James Labrie – Impermanent Resonance

James Labrie – Impermanent Resonance

7th July 2013 0 By Rich Dodgin

Artist: James Labrie
Album: Impermanent Resonance
Record Label: Inside Out U.S.
Release Date: August 6 2013
Reviewed By: Rich Dodgin

Track Listing:
1. Agony
2. Undertow
3. Slight of Hand
4. Back on the Ground
5. I Got You
6. Holding On
7. Lost in the Fire
8. Letting Go
9. Destined to Burn
10. Say You’re Still Mine
11. Amnesia
12. I Will Not Break

For fans of: Dream Theater / Opeth / prog-metal

Standout Tracks: Back on the Ground / Letting Go

I have to admit that I’m not the worlds biggest Dream Theater fan.  I have several of their albums and I’ve seen them live a couple of times, but there has always been just a bit too much self-indulgence on their albums for me to really get into them as a band.  Saying that, I do appreciate how musically talanted they are, and if I’m in the right frame of mind I do enjoy listening to their 1994 album Awake.

So, it was with a bit of trepidation that I started listening to this, Dream Theater vocalist James Labrie‘s third solo album.  Would this be different enough to interest me, and would it be even more self-indulgent than the band’s albums ?
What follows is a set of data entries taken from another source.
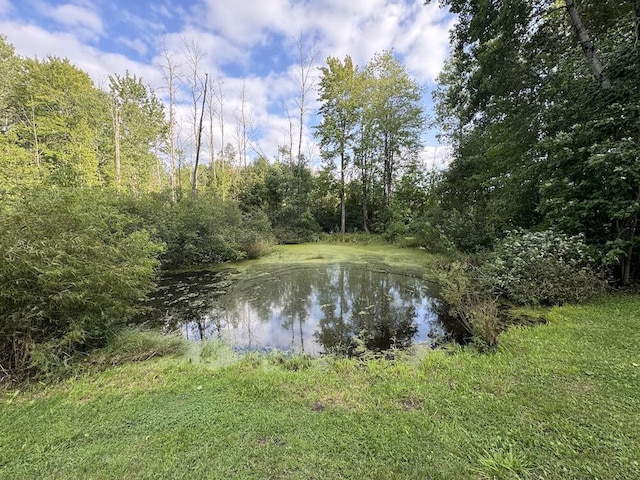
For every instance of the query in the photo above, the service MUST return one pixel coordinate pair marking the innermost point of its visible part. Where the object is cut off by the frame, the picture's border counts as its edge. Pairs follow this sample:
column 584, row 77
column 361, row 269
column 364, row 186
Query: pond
column 310, row 309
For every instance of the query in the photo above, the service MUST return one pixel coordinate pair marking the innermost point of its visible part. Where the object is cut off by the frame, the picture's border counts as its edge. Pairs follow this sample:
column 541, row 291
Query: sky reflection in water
column 306, row 309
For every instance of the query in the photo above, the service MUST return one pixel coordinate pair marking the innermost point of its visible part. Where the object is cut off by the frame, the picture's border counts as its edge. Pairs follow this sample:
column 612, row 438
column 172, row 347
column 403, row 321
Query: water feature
column 308, row 309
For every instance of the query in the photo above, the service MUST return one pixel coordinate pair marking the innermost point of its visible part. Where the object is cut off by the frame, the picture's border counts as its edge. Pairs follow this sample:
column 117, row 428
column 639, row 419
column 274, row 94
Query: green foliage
column 542, row 268
column 73, row 268
column 133, row 345
column 200, row 231
column 467, row 301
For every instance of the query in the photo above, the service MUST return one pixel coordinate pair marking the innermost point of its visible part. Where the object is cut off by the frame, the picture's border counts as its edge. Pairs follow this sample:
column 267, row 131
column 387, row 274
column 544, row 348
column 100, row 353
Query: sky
column 250, row 43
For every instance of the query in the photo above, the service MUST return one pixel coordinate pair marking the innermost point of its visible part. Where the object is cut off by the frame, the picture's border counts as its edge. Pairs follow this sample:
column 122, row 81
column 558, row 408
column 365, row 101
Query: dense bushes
column 73, row 268
column 75, row 264
column 525, row 268
column 542, row 268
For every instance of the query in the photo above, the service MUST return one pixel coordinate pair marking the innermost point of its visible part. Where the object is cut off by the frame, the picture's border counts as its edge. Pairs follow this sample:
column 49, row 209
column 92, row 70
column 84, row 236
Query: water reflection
column 328, row 308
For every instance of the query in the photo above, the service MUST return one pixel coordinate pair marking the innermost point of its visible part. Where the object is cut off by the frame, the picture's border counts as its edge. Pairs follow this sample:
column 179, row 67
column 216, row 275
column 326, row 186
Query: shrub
column 72, row 269
column 467, row 301
column 202, row 231
column 542, row 268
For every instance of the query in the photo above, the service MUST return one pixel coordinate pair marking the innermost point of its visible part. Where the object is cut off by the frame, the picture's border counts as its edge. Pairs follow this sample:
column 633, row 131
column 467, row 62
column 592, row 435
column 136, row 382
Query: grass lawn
column 560, row 400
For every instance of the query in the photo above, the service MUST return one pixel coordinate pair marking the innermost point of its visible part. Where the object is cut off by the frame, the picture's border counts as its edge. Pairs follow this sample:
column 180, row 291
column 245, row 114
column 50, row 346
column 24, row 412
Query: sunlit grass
column 554, row 401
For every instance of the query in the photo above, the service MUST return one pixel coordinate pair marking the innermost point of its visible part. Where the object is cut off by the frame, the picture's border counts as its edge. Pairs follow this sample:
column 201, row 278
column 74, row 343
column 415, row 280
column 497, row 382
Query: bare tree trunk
column 343, row 207
column 212, row 150
column 36, row 142
column 306, row 84
column 194, row 183
column 170, row 76
column 636, row 16
column 286, row 109
column 587, row 45
column 116, row 139
column 365, row 195
column 220, row 97
column 194, row 57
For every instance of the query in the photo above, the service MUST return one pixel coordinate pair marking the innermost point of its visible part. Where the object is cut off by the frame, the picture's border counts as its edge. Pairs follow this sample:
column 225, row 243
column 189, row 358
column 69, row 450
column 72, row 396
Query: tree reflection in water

Opening track ‘Agony’ certainly caught me off guard – starting with some heavy riffs and death metal vocals before Labrie‘s usual melodic vocals kicked in.  Yes, the guitar sound and keyboards are recognisibly Dream Theater-esq in places, but things are considerably heavier and distinct enough to make this stand apart.

And the first track very much sets the tone for the album as a whole.  Each song is like a heavier version of a Dream Theater track – the riffs are faster, the drums more pounding, and the sparingly used death metal vocals step things up a gear.  The keyboards are also much more prevelant on this album, primarily because Matt Guillory (James Labrie‘s song writing partner for over a dozen years now) “took the leading role in the composing of the song material, but also handled all of the keyboard recordings as well as background vocals” (from the official press release).

I really enjoyed this album.  Musically, it is tighter than Dream Theater – the tracks are more structured and less experimental in nature – and it has a modern cutting edge feel to it.  I think most Dream Theater fans will enjoy this, but I’d recommend it to anyone who is a fan of prog-metal or metal which tries to do something different.